Mr.Erdoğan’s ruling Justice and Development (AK) party has tabled a controversial anti-terrorism bill to deal with continued security threats from Gulen supporters, Kurdish rebels and the Islamic State group. If approved, the new anti-terror laws would also allow governors to bar entry into certain regions for up to 15 days. Open-air demonstrations would be restricted to daylight hours."They are bringing to parliament new legislation that is aimed at making the state of emergency permanent," Kemal Kilicdaroglu, leader of the main opposition Republican People's' Party said. 

A U.N. report earlier this year said Turkey's state of emergency had led to human rights violations.

“Over the last two years, Turkey has been radically transformed with emergency measures used to consolidate draconian powers, silence critical voices and strip away basic rights,” said Fotis Filippou, Amnesty International’s deputy director. “The lifting of the state of emergency alone will not reverse this crackdown. What is needed is systematic action to restore respect for human rights, allow civil society to flourish again, and lift the suffocating climate of fear that has engulfed the country” he added. 

The crackdown has also increased tensions with western allies such as the EU and the US. On Wednesday, a court in Turkey ruled for the continued detention of Andrew Brunson, an American pastor accused of having Gülenist links. This move  could prompt congressional sanction and was described by an official at the US Commission on International Religious Freedom as a “mockery of justice”. 

Erdoğan’s son-in-law and finance minister, Berat Albayrak, is also suing the journalists because of their reporting on offshore investments listed in the Paradise Papers. Reporters Without Borders condemned this move as it threatens the survival of independent media outlets reporting on corruption. 

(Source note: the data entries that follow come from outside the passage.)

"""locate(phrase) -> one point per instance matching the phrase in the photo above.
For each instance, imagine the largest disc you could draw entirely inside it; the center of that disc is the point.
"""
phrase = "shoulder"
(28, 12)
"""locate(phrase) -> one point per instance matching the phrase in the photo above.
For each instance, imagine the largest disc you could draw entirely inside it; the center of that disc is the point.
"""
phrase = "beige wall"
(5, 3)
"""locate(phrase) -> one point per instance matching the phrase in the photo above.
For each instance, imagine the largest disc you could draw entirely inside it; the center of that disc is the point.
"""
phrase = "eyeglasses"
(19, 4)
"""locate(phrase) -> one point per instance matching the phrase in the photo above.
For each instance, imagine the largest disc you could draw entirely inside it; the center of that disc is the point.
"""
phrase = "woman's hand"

The crackdown appeared to have barely slowed even as the end of the state of emergency approached. A day before Erdoğan was sworn in, another 18,600 public servants were dismissed over alleged links to terror groups, and academics who had signed a petition calling for a peaceful resolution of the conflict with Kurdish separatists were sentenced to prison. 

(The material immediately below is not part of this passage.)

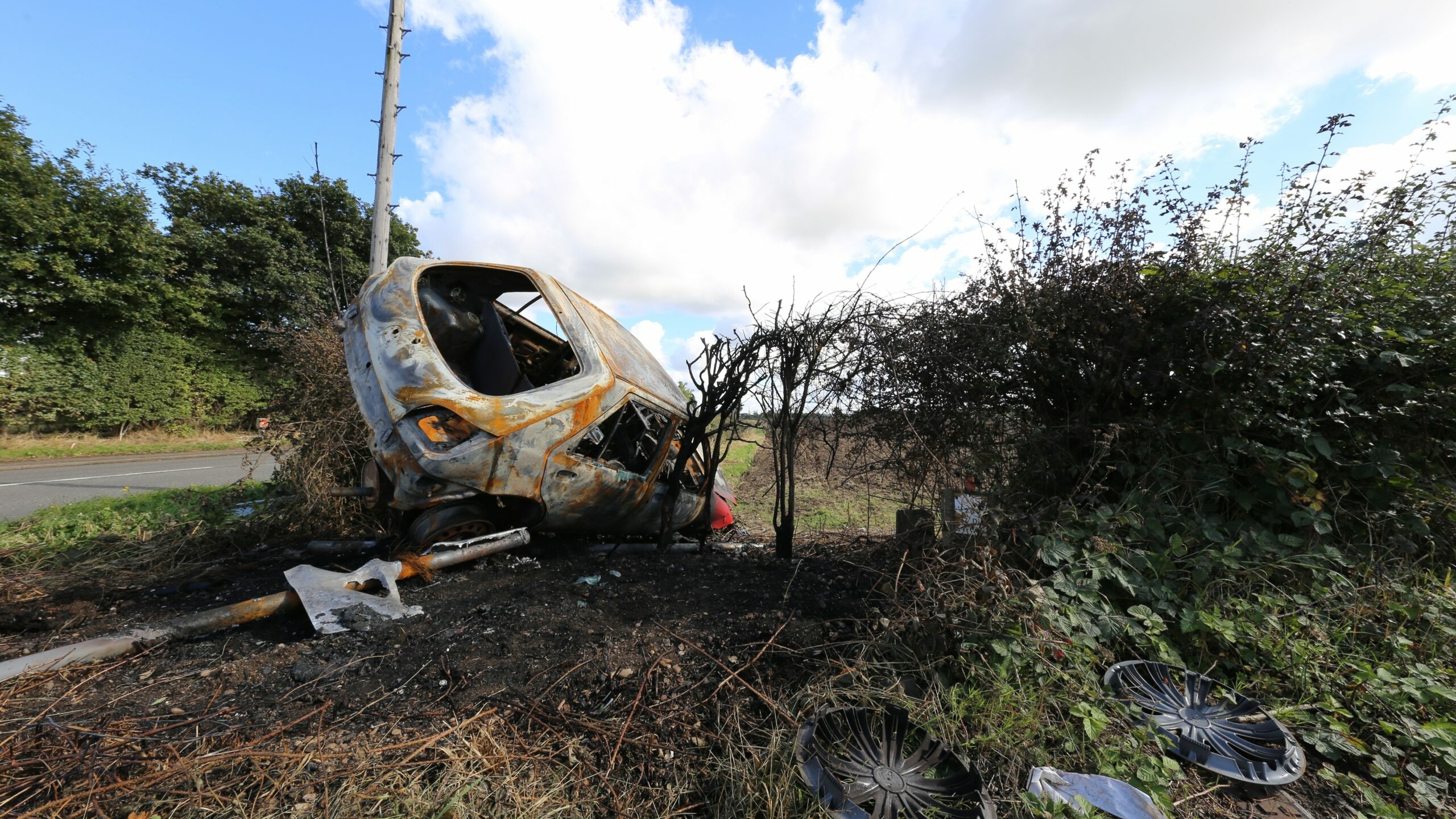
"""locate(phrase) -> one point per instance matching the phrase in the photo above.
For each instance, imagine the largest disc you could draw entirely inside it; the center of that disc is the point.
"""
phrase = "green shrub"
(1228, 452)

Our assessment is that the continued persecutions in Turkey tell us that even though Mr.Erdoğan is secure in his control of the state’s levers of power and authority, there will not be immediate relief for dissidents. We feel that the anti-terror law will reinstate a permanent state of emergency in the country and allow minimum scope to restore Turkey’s economy and uphold the spirit of democracy.